Just to confirm that it's that weird linking issue that's the culprit here, is it possible to build stringtie from source on your Ubuntu system (make release) and run that instead? That seemed to have solved this stability issue in the past.. Alternatively I can build a dynamically linked version on CentOS 7, which should surely work on Ubuntu 18, and that should also (hopefully) be free of such aberrant behavior.

tshori commented 4 years ago

Yep. I will try that later today and get back to you! Thanks for the quick response.

gpertea commented 4 years ago

I'd like to use your bam file for some more testing on here on the statically linked binary, and just to make sure I have the exact same input, could you also share that genomic.gtf file you used with the -G option ?

tshori commented 4 years ago

Here you go:

https://www.dropbox.com/s/tdk0663ebe8pws0/GCF_002021735.1_Okis_V1_genomic.gtf?dl=0

gpertea commented 4 years ago

Aww, after a few tests on your data it seems that this might in fact be a different bug than what I suggested earlier.. I just got a malloc_consolidate(): invalid chunk size error on a version of the code built locally!

Still investigating this -- it seems more serious than I thought..

tshori commented 4 years ago

We the same file I only got a malloc_consolidate() error, but with a different file I got the weird input file not sorted error where stringtie just stay in S state instead of exiting. I not sure if it helps, but I am also running the -e option on a separate run, and it seems that with that option the number of crashes is much lower.

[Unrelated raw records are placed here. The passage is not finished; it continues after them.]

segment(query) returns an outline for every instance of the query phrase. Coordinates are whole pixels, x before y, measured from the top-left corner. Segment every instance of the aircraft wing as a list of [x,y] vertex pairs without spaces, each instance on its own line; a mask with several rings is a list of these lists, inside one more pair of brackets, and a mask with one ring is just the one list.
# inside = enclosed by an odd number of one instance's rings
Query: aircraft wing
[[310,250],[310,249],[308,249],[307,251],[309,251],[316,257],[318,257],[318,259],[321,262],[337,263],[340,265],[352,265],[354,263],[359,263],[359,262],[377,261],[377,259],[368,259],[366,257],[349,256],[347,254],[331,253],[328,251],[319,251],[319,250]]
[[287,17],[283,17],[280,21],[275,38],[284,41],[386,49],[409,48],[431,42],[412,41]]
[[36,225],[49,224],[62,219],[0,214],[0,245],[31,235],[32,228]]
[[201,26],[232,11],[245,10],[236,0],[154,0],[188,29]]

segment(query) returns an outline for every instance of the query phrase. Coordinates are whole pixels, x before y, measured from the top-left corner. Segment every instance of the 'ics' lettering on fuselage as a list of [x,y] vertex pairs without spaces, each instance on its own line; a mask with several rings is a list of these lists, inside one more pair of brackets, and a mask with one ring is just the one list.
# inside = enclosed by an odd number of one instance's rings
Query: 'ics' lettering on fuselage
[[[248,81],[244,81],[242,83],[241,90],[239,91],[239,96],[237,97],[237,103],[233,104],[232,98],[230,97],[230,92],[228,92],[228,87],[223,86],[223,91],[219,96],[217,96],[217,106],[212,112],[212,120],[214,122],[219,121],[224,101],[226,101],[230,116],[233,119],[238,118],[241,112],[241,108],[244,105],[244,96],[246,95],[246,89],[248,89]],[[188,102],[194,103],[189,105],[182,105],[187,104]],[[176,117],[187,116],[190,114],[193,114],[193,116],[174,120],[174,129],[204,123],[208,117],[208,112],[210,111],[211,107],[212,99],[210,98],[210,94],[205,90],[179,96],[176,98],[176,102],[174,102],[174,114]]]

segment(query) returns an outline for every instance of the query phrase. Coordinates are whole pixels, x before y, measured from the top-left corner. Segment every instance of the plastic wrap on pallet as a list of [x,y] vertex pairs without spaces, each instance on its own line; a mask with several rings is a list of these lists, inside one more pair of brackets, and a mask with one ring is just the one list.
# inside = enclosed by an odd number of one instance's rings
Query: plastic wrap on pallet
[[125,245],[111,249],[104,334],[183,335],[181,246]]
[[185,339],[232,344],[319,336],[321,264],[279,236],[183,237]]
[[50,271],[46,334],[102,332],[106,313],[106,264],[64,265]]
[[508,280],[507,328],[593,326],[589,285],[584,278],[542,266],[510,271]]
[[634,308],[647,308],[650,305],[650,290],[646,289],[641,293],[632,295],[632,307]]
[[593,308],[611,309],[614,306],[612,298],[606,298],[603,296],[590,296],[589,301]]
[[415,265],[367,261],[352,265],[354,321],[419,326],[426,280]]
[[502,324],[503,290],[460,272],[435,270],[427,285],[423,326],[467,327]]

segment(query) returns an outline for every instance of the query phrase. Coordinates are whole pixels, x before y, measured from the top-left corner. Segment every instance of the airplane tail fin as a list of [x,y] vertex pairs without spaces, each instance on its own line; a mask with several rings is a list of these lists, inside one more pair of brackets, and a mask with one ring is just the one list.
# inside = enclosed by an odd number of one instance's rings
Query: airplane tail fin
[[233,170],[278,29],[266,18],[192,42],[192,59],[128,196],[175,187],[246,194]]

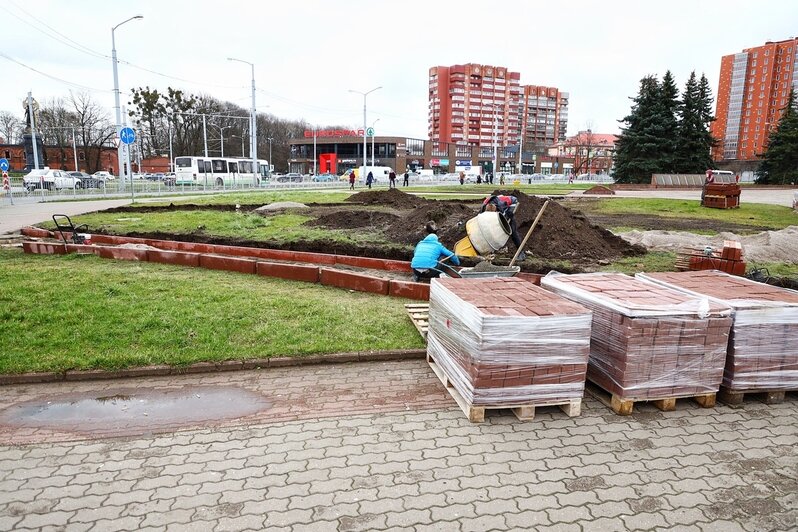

gpertea commented 4 years ago

Still trying to track this subtle multi-threading bug, but just to not waste your time with this technical issue for now, and focus on the results, you can fully disable multi-threading in stringtie by building it from source like this :

make clean
make release nothreads

The resulting stringtie binary should be then fully thread-safe (because it's thread free). I tested that a bit just now (22 runs in a row), seems stable.

tshori commented 4 years ago

Thanks!

tshori commented 4 years ago

I meant to let you know that I tested some of the samples that I managed to get processed with stringtie using ballgown and they seem to be fine.

gpertea commented 4 years ago

I think I also found the problem for the multi-threading crash and the fix is in github already (ad4a455), tested 31 runs with no errors so far.. Not that multi-threading helps a lot in stringtie, the nothreads version is very fast anyway, almost as fast as a multi-threaded approach for low coverage samples (!).

tshori commented 4 years ago

I am going to try it later today with all my samples (using 2.0.6) and get back to you.